Ce livre vous a-t-il valu des remarques (négatives ou positives) de la part du public ou des professionnels ?
AM : Ce livre a suscité pas mal de réactions. J’ai eu des retours très positifs dans l’ensemble, beaucoup de gens m’ont remerciée pour l’effet de « dévoilement » de cette histoire. D’autre part je crois que c’est une bonne synthèse pour les gens qui s’intéressent au sujet, il y a des références, de nombreux détails, cela peut être utilisé comme une sorte de manuel d’histoire. Beaucoup de professeurs d’histoire-géo m’ont dit que cela leur était utile.
Et par ailleurs il a aussi suscité des réactions très négatives. C’est ce qui arrive lorsqu’une réalité difficile a été plus ou moins niée et qu’on tente de la mettre en évidence. Ce n’est pas agréable.

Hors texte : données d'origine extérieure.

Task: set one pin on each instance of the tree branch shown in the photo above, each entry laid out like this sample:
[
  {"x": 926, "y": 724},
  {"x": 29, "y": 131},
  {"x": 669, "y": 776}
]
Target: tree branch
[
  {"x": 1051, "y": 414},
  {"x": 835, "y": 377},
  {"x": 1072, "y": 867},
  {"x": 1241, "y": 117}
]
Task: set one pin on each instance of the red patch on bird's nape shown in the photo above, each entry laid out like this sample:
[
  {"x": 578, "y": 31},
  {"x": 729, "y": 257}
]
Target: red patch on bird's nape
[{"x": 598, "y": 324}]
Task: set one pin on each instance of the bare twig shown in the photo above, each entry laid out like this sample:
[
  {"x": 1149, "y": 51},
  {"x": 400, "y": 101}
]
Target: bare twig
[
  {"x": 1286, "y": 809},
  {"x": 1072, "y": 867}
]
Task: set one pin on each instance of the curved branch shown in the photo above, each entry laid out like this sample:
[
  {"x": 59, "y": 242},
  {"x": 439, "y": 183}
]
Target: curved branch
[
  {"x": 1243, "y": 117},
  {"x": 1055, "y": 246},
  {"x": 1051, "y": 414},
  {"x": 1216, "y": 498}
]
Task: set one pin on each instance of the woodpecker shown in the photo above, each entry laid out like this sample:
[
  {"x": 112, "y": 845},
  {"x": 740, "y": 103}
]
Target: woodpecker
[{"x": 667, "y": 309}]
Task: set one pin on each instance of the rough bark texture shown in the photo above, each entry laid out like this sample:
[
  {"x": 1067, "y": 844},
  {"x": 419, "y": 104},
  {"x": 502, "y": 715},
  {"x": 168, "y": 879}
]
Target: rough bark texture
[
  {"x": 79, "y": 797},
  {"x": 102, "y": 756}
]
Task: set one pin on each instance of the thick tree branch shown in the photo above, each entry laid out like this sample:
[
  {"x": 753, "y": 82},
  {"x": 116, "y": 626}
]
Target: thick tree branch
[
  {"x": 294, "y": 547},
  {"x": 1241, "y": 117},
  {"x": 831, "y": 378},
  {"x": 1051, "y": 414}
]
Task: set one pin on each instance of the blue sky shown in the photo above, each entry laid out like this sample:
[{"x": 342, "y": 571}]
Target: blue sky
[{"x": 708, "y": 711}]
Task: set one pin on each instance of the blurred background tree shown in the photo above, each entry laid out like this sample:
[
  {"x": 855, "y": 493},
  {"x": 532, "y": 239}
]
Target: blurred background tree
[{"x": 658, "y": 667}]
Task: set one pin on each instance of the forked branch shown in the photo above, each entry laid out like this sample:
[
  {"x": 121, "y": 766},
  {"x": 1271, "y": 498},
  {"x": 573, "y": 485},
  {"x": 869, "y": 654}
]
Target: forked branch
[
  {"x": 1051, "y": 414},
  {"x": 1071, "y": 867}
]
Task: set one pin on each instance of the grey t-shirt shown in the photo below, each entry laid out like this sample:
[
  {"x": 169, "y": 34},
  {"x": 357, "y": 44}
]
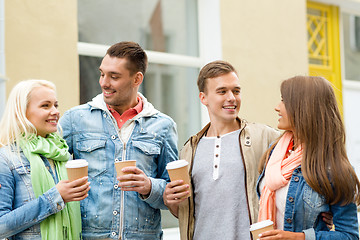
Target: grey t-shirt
[{"x": 221, "y": 210}]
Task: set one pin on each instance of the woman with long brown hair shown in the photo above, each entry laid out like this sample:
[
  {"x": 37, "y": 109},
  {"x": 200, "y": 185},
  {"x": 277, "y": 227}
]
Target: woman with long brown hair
[{"x": 307, "y": 171}]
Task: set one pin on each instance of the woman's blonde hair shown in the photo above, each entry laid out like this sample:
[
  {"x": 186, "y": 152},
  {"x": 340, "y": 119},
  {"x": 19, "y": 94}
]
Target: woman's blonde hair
[
  {"x": 314, "y": 115},
  {"x": 14, "y": 123}
]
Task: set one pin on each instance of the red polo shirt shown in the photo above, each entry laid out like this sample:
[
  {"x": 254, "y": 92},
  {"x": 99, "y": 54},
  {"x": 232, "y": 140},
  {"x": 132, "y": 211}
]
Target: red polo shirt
[{"x": 128, "y": 114}]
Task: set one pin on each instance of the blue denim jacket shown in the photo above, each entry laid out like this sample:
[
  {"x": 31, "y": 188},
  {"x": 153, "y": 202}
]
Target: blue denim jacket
[
  {"x": 150, "y": 137},
  {"x": 20, "y": 212},
  {"x": 303, "y": 208}
]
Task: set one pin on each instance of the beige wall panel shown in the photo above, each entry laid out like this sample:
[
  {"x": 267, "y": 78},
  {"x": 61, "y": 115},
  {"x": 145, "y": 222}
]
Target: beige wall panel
[
  {"x": 266, "y": 42},
  {"x": 41, "y": 43}
]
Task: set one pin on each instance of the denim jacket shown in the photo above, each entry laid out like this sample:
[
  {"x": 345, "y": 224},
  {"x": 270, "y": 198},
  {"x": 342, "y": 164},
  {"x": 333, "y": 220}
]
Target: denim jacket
[
  {"x": 150, "y": 137},
  {"x": 20, "y": 212},
  {"x": 303, "y": 208}
]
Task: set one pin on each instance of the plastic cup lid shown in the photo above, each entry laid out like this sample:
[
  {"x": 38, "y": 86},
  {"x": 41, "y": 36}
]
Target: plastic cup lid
[
  {"x": 76, "y": 163},
  {"x": 261, "y": 224},
  {"x": 176, "y": 164}
]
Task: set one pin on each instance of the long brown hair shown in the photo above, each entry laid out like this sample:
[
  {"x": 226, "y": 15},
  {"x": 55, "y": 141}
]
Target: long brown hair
[{"x": 314, "y": 115}]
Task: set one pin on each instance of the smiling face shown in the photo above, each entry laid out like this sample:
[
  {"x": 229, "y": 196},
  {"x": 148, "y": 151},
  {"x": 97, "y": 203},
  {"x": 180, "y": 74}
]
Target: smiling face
[
  {"x": 284, "y": 121},
  {"x": 119, "y": 87},
  {"x": 222, "y": 97},
  {"x": 42, "y": 110}
]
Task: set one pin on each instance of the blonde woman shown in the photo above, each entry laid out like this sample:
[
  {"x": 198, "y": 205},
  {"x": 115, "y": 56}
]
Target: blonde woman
[
  {"x": 37, "y": 202},
  {"x": 307, "y": 171}
]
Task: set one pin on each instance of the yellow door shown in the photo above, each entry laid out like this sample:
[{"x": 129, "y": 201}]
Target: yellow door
[{"x": 324, "y": 44}]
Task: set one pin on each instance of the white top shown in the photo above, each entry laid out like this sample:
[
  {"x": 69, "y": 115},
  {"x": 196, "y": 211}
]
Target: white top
[
  {"x": 76, "y": 163},
  {"x": 176, "y": 164},
  {"x": 261, "y": 224}
]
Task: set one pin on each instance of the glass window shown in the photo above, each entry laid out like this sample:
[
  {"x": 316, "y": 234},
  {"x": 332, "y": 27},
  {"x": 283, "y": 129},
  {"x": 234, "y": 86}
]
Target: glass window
[{"x": 165, "y": 26}]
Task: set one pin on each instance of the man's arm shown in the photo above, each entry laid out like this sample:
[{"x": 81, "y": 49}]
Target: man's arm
[{"x": 66, "y": 129}]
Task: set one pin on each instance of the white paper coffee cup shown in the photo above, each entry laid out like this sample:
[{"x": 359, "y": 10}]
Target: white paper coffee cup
[
  {"x": 76, "y": 169},
  {"x": 261, "y": 227},
  {"x": 179, "y": 170},
  {"x": 119, "y": 165}
]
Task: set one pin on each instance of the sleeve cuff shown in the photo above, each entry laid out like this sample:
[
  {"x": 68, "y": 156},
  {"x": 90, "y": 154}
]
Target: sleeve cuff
[
  {"x": 55, "y": 200},
  {"x": 155, "y": 198},
  {"x": 309, "y": 234}
]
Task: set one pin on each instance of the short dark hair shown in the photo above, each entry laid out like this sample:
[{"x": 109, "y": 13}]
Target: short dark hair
[
  {"x": 136, "y": 56},
  {"x": 212, "y": 70}
]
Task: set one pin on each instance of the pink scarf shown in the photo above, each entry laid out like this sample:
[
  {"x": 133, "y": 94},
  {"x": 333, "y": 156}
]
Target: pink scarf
[{"x": 277, "y": 175}]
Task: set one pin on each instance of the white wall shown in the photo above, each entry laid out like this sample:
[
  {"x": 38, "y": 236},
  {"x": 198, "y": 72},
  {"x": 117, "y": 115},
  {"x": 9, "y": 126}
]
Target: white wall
[{"x": 351, "y": 100}]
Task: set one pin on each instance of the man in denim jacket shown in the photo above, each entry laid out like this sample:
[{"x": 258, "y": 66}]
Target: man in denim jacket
[{"x": 120, "y": 124}]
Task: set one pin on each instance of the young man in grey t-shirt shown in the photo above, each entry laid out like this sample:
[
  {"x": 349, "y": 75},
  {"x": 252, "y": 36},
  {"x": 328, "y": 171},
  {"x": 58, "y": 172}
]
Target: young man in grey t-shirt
[{"x": 223, "y": 159}]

Mais il faut bien dire que les gens qui critiquent le livre ont toujours les mêmes arguments. D’abord ils critiquent le fait que l’esclavage non européen n’est pas assez présenté (l’esclavage africain et arabo-musulman plus exactement), alors que ce n’est tout simplement pas le sujet du livre, puisqu’il s’agit d’une histoire de l’Occident. Ensuite les critiques portent sur l’effet culpabilisateur qui stigmatiserait « l’homme blanc ». Par exemple, le livre ne met pas assez en valeur les blancs européens et étasuniens qui ont milité pour l’abolition de l’esclavage au 18e et 19e siècle. Il pourrait donner l’impression que tout est de la faute des Européens. Mais en réalité il n’y a pas du tout l’intention de culpabiliser qui que ce soit, au contraire il s’agit d’expliquer des systèmes, dans lesquels tout le monde est saisi. Les responsabilités dans cette histoire ne sont pas individuelles, et ne sont en aucun cas liées à des couleurs de peau. C’est justement le propos du livre que d’expliquer sans jugement moral, à partir des faits, des chiffres, des sources, l’engrenage dans lequel l’Europe s’est engouffrée avec l’esclavage.